Why the Opposition in Uganda makes these giant leaps forward and then sprints backwards is a comment on the type of economics the NRM has presided over during the last 43 years. We are including the five in the bush. We shall call it guerrilla economics.
Characteristically guerrillas are destructive even when they are on the path of construction. That is how they subdue the State and make it meaningless. They also incapacitate the people in whose area they operate just in case they decide to support someone else. This they achieve by removing vibrance and social-economic independence from the hands.
So, they destroy State installations and economic units like factories and use the scorched earth policies to spoil agriculture, and the environment. People now depend on food they don’t grow. In an agrarian setting many end up unemployed. They sell their land and head towards the city where they join the armies of the urban poor, the disguised unemployed, hangers on or criminals. Some use the proceeds to acquire an education but most likely end up unemployed.
Those who are ‘lucky’ end up in foreign capitals doing all sorts of paying jobs to survive.
Meanwhile the most thriving promoted enterprise is now politics. Here, rewards in terms of salaries and allowances for almost not serious productive work, is astronomical.
The trouble for, especially the Opposition, is that the deepest pockets in the land are on the trousers of the government. So, one must work with them. This means that they may have to go against the wishes of their own parties and what they stand for.
With destroyed agriculture, plus social services like schools and hospitals, the people are all over the MP, begging for support for school and hospital dues plus food for basic survival.
The MP whom they voted for is now safer being ensconced with the ruling government for opportunities to get some free money from allowances and other avenues, legal or otherwise.
They must also get something for themselves for their social security when things go south.
FDC Katonga Road is mooting the idea of a new political party to solve the problem of moles.

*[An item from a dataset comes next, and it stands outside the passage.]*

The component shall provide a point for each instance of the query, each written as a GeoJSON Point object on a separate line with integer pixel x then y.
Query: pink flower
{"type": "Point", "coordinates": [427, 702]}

NUP is allegedly planning to massively weed them out ‘eaters.’
The trouble with both options is that however good the next crop of MPs will be, they will still have to operate in the social-economic environment created by NRMs destructive guerrilla economics.
This is not entirely a moral issue. It is an existential dilemma regarding bread and butter issues. These can’t be explained away by well-intentioned political platitudes in party platforms and constitutions. If the Opposition can not provide practical solutions to the social-economic challenges, both supporters and leaders will find themselves in bed with the ruling NRM.
The people and their leaders must eat and live their lives in the present. The promised future is not exactly guaranteed for people living on empty stomachs.